According to Bon Appétit, Korean corn dogs first came to San Francisco in late 2019. After TikTok got a hold of the trend in June 2020, similar spots mushroomed across the country.
Yet, Kong Dog’s ability to bring customers to its restaurants relies on maintaining the viral nature of the product online with its unique innovations for toppings.
According to Emily Han, Kong Dog’s marketing specialist, the content on Kong Dog’s social media accounts featuring its unique product has helped the new location attract customers.
The cheese pulls and clips of the intricately coated dogs are enticing. Han said the goal is to prompt the viewer to wonder “where can I get these?”
Unlike trends on TikTok like whipped coffee and feta pasta that inspire DIY endeavors from viewers, Han said part of the appeal of the Korean corn dog is that its street style makes it the perfect to-go food.
According to Han, Kong Dog’s social media presence is more than the posts that the marketing team shares. A large portion of the content related to the business is generated from customers and the Chicago-based influencers with whom Kong Dog collaborates.
Erica Noblecilla, a Chicago based content creator better known as @ericaeatseverything, is one of the influencers who worked with Kong Dog, documenting her experience visiting the new location for her 30,400 TikTok followers.

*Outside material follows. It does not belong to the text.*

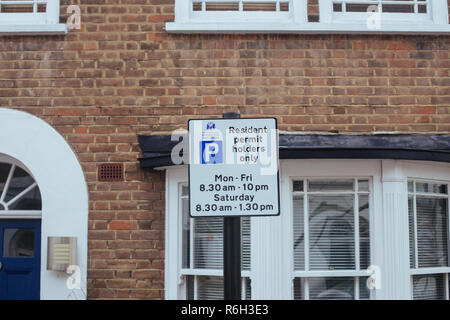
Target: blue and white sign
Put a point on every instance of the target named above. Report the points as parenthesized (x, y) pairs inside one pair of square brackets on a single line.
[(233, 167)]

Han said Kong Dog’s main promotion is centered around encouraging customers to promote on social media: offering a buy one, get one free corn dog in exchange for following and posting a picture or video of the product on Instagram or TikTok. According to Han, this transaction has created a substantial surge in the amount of content posted by visitors.
“We also invite influencers to come in and try some of our corn dogs, and I know that has helped us grow,” Han said. “People are drawn to new things.”
According to Noblecilla, influencer marketing is unique because of the personality and excitement for the product that is often naturally inserted.
“Sometimes with regular advertising, things can be very salesy,” Noblecilla said. “At the end of the day, I am passionate about food, and that comes through in my videos.”
Han said she prioritizes authenticity when crafting Kong Dog’s social media pages and uses both the posts she generates and those sourced from independent creators.
“I repost a lot of videos that other people make because I know that is more relatable,” Han said. “I also always comment on the posts. I want people to know we are seeing it and that we appreciate the content they make for us.”
According to Han, the success of Kong Dog’s marketing is evident in the consistent crowds the business attracts and the willingness of the customers to share their experiences online, whether their motivation derives from their enthusiasm for the product or taking advantage of the BOGO deal.
As Kong Dog continues to grow and expand its menu to include more Korean foods, Han said that the business will rely on the same marketing tactics for promotion.
“There are not many places like Kong Dog in Chicago,” Han said. “We want to make more content with influencers about that.”
Jackie Walsh is a Sports Media graduate student at Medill.